Some might reproach me for denying prominent figures the right to offer their sincere and heartfelt support for Putin. After all, Soviet-era writers Anna Akhmatova, Mikhail Bulgakov, Osip Mandelstam and Boris Pasternak made sincere attempts to reconcile themselves to Stalin and even to glorify him. One explanation is that these writers suffered a form of the Stockholm Syndrome in which the intelligentsia were forced by circumstances outside their control to not only accept an authoritarian system but to praise its leaders, as well.

I can image how the country's genuine intellectuals shudder at this public sycophancy toward Putin, particularly considering his seemingly deliberate attempt to appear non-intellectual. Take, for example, his tendency to use coarse, bawdy language and resort to primitive conspiracy theories about internal and external enemies that would insult the intelligence of anyone with a higher education.

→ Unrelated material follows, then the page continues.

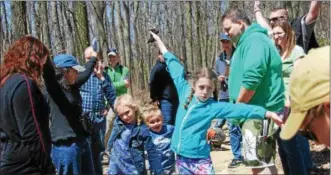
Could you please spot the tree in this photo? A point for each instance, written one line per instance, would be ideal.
(18, 17)
(80, 27)
(57, 44)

To paraphrase a famous saying, "Tell me who runs your election headquarters, and I'll tell you what kind of man you are." Putin's campaign chief is Stanislav Govorukhin, an excellent film director but someone who lacks morality. Referring to the middle-class, educated protesters, Govorukhin recently quoted Vladimir Lenin, calling Russia's intelligentsia "the nation's crap."

In any Western country, Govoukhin's comment would have resulted in his immediate dismissal. But on the contrary, Putin, it would seem, deliberately plays to the emotions and tastes of the most uneducated and crude segments of society. These are people who consider "intelligentsia" to be a four-

letter word.

If you ask Russia's celebrities who kowtow to Putin in such a public fashion whether they still consider themselves part of the intelligentsia, they would clearly say "yes."

They may be correct, but only in the distorted Soviet sense of the term. After all, during the Soviet period, to be considered a member of the intelligentsia all it took was the ability to eat with a knife and fork.

Yevgeny Kiselyov is a political analyst and hosts a political talk show on Inter television in Ukraine.